In his life, Obama’s imaginary son has been shot at, concussed out of football, and racially profiled. Yet he keeps picking himself up and carrying on. Obama’s imaginary son should be an example to us all. No matter what kind of imaginary circumstances we find ourselves in, we can continue on with our imaginary lives.
One day this country can hopefully move on from racism experienced by imaginary people — and, let’s face it, the country doesn’t have the best of history of its treatment of imaginary people. We have, however, made progress in the civil rights of imaginary people and for that we, as a country, should be proud. We shouldn’t ignore, however, the real truth that racism toward imaginary sons is still a real problem, as our President constantly reminds us. We can’t be afraid to have the conversation, no matter how painful it might be, about continuing the racial healing of imaginary people.

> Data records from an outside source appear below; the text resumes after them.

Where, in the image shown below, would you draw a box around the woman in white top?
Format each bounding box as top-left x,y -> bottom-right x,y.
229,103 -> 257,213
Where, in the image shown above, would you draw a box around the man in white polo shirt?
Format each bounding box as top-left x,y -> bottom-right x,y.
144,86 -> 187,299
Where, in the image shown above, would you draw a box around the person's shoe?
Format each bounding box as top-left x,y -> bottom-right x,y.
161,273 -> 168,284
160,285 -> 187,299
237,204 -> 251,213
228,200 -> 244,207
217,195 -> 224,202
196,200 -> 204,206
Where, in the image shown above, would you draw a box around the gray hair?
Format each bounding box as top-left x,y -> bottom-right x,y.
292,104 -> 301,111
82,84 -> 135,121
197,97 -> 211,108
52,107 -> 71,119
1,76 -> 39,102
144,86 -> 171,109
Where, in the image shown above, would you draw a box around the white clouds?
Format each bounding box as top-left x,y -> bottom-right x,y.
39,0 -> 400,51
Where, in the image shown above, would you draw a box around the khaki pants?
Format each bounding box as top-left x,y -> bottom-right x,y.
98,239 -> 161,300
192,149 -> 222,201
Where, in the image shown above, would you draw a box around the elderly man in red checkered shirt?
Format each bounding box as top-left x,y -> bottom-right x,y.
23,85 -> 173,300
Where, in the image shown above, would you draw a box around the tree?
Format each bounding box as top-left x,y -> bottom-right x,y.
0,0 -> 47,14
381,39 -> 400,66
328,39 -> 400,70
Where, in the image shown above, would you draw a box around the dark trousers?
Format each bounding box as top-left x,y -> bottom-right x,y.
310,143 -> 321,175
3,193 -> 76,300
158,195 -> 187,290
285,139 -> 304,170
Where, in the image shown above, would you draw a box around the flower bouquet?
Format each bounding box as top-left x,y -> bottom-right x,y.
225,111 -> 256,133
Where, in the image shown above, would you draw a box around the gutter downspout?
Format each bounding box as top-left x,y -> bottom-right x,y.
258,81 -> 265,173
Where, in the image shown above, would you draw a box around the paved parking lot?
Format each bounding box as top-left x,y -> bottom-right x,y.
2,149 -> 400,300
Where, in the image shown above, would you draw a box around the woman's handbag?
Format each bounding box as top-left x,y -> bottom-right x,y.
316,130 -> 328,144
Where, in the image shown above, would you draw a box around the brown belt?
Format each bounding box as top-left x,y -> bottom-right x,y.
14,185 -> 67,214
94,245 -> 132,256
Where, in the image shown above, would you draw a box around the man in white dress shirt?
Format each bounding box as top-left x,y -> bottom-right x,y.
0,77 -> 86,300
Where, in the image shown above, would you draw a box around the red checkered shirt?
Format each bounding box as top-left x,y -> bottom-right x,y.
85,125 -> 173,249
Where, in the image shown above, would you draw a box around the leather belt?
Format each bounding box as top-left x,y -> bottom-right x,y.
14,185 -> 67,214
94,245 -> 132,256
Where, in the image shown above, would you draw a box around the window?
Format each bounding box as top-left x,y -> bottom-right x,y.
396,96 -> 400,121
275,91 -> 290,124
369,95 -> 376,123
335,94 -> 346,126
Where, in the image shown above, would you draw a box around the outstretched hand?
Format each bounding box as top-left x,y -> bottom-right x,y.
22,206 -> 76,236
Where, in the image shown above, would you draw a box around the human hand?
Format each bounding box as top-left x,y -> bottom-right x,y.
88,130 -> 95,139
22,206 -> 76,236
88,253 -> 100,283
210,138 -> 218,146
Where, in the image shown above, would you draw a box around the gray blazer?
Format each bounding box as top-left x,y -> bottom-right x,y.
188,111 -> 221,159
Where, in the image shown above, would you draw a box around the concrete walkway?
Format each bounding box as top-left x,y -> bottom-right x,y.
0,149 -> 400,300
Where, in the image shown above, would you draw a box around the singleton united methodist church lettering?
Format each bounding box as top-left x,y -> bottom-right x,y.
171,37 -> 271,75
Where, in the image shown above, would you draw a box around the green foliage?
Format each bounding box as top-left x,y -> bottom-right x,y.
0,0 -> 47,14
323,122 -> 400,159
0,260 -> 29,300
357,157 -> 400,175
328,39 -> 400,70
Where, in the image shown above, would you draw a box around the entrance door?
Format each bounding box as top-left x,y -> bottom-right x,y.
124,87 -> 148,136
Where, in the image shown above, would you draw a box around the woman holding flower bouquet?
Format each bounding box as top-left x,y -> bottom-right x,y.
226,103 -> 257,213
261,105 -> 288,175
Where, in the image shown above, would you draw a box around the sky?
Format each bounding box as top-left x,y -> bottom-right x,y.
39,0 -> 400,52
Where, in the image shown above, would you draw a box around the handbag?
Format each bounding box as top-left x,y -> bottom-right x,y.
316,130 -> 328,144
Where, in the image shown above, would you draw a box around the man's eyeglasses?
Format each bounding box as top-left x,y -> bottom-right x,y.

President Obama, however, also should look inward and ask why his imaginary son continues to put himself in these situations. Perhaps it is also his own failings as an imaginary parent. Maybe his imaginary son is trying to rebel against the pressures that come with being the first imaginary son of the United States. Perhaps the President can get him some better-fitting clothes and tell him to stay in school instead of having constant run-ins with imaginary police…
The President of the United States seems more comfortable citing the struggles of his imaginary son than the privileged successes of his real daughters. In truth, Obama’s son would have attended private schools in Chicago, just like his daughters. He would then be attending Sidwell Private School in DC, just like his real daughters. Obama’s imaginary son would get his pick of any college in the world, just like his real daughters. His imaginary son would then go on to any career he chose, in medicine, law, Hollywood, or Wall Street, just like his real daughters. But that doesn’t fit the divisive racial narrative — so his son lives the hard-knock life.

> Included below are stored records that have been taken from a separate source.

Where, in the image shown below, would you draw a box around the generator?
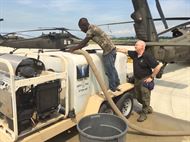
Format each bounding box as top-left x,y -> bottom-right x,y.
0,54 -> 62,139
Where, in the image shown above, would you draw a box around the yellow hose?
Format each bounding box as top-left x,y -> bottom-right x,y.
74,50 -> 190,136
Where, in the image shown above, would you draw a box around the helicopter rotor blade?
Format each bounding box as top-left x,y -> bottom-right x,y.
158,21 -> 190,36
97,21 -> 134,26
156,0 -> 168,29
97,17 -> 190,26
15,27 -> 78,33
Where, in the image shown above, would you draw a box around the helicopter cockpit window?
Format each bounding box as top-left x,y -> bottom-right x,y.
172,29 -> 183,38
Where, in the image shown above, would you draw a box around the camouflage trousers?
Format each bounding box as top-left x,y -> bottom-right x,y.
134,78 -> 151,114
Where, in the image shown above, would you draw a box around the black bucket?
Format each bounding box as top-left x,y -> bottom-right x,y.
77,113 -> 127,142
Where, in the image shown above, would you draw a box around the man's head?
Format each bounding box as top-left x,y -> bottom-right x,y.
78,18 -> 90,33
135,40 -> 146,55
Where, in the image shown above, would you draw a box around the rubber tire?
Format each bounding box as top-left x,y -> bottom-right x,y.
116,93 -> 133,118
98,101 -> 114,114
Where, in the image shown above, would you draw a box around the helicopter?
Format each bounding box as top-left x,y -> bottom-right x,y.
99,0 -> 190,78
0,27 -> 81,50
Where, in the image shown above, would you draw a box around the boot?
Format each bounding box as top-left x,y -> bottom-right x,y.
142,106 -> 153,114
137,112 -> 147,122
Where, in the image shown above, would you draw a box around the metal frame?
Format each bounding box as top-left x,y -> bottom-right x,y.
0,55 -> 69,141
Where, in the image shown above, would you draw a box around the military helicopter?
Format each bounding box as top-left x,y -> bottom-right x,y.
99,0 -> 190,78
0,27 -> 81,50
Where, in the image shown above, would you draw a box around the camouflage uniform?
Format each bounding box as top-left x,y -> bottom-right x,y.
86,25 -> 120,91
128,51 -> 159,118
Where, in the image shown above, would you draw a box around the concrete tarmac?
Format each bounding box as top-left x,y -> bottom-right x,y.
48,64 -> 190,142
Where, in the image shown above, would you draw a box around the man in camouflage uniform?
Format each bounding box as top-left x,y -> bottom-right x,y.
117,40 -> 161,122
70,18 -> 120,92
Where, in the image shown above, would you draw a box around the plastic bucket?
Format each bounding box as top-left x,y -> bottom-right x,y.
77,113 -> 127,142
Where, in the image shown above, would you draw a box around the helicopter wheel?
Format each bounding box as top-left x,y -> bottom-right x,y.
116,93 -> 133,118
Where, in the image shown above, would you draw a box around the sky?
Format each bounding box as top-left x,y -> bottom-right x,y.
0,0 -> 190,37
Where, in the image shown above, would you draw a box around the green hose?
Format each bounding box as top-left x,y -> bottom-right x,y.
74,50 -> 190,136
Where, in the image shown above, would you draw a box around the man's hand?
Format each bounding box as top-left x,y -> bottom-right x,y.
144,77 -> 153,83
116,47 -> 128,54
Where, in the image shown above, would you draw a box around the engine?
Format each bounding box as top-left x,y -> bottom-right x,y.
0,54 -> 61,133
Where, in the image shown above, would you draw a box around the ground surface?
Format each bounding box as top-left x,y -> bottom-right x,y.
48,64 -> 190,142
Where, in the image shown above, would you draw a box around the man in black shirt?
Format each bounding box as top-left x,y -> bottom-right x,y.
117,40 -> 161,122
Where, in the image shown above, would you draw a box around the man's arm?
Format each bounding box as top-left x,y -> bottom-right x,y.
69,37 -> 91,52
116,47 -> 128,54
151,64 -> 162,78
144,64 -> 162,82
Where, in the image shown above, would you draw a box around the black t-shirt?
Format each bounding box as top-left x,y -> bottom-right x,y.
128,51 -> 159,79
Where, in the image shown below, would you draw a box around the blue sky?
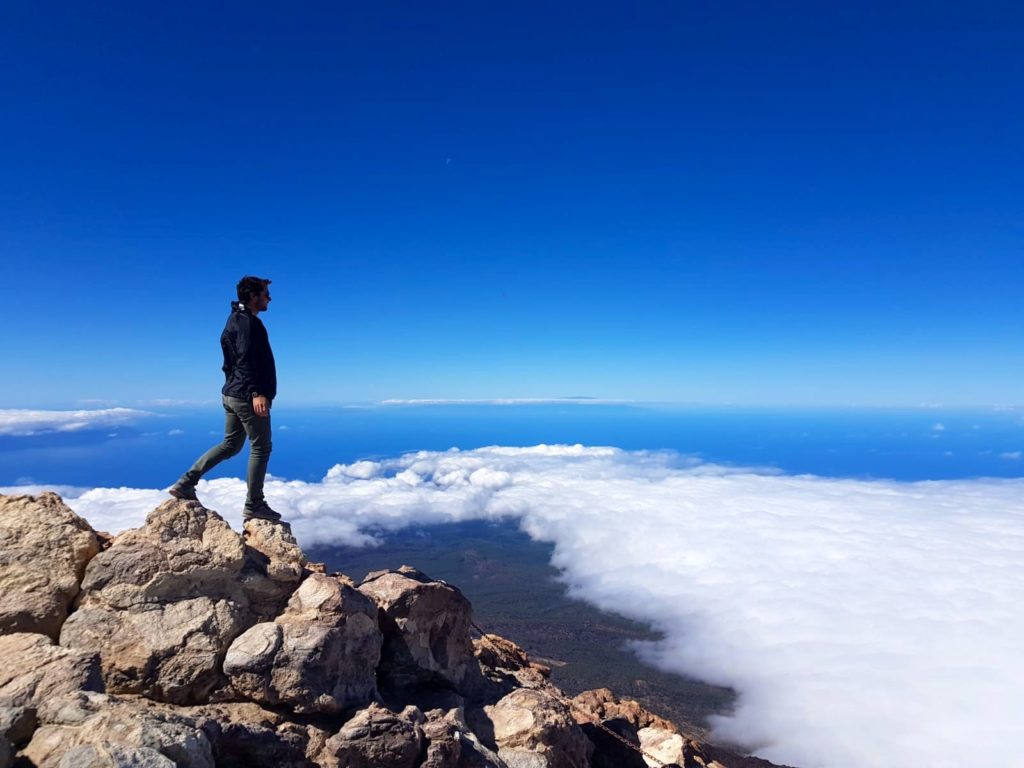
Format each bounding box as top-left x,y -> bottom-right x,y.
0,2 -> 1024,408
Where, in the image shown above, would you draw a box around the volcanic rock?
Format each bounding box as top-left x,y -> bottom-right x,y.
484,688 -> 593,768
317,703 -> 424,768
224,573 -> 382,714
0,633 -> 102,712
0,494 -> 99,640
359,565 -> 485,696
20,691 -> 215,768
60,501 -> 255,703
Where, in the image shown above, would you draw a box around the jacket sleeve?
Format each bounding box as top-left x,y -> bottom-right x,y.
232,319 -> 259,397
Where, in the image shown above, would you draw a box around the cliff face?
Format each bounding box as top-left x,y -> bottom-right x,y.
0,494 -> 790,768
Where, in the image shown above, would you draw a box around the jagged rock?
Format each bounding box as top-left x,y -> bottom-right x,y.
0,494 -> 99,640
359,565 -> 484,695
473,634 -> 551,693
572,688 -> 679,733
20,691 -> 215,768
484,688 -> 593,768
0,707 -> 37,745
57,743 -> 175,768
60,500 -> 255,703
637,727 -> 693,768
420,708 -> 506,768
317,703 -> 424,768
224,573 -> 382,714
0,633 -> 102,710
188,701 -> 317,768
242,519 -> 309,622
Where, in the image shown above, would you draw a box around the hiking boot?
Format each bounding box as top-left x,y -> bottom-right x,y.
242,502 -> 281,522
167,482 -> 199,502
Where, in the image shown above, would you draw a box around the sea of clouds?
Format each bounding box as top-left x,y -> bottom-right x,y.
4,445 -> 1024,768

According to Obama, we still have much work to do in the race relations of imaginary people. Unfortunately, the healing can’t begin until the country moves on from this imaginary President.
Funny, yes. But there’s a larger point too. We have become a nation of imaginary men. Which is a problem of the right as well as the left. Life is a bruising business. What us oldsters know. We grew up competing with one another, frequently disrespected and insulted one another, sometimes for decades. Somehow we got over it. Today’s boys don’t get over anything. We have a generation of imaginary men.
They’ve been taught to sulk and pout and posture. In future there will be no long lasting male friendships. A single inadvertent text will end everything. Because YOU HURT MY FEELINGS. Like our current president. When the press hurts his feelings, his gofer boys call immediately to cuss them out. It’s not just his son who’s imaginary. It’s Obama himself.
Maybe why we deserve him. Imaginary men need an imaginary man as president.
As I said, life is a bruising business. Political correctness won’t take that away. Only manhood will. (Have you seen the offensive new PSAs about domestic violence and sexual assault? “Can we start the conversation?” No. No conversation needed. Real men don’t hit women and they don’t rape them. Period.) What manhood is before it’s anything else people have forgotten. If anyone remembers what manhood is (uh, loyalty, bravery, resilience, principle, honesty, and honor). The ones who need to remember most are the women, with their paranoia about micro aggressions and triggers. Next are the legions of imaginary men who can’t accept truth, can’t speak the truth, and can’t live the truth.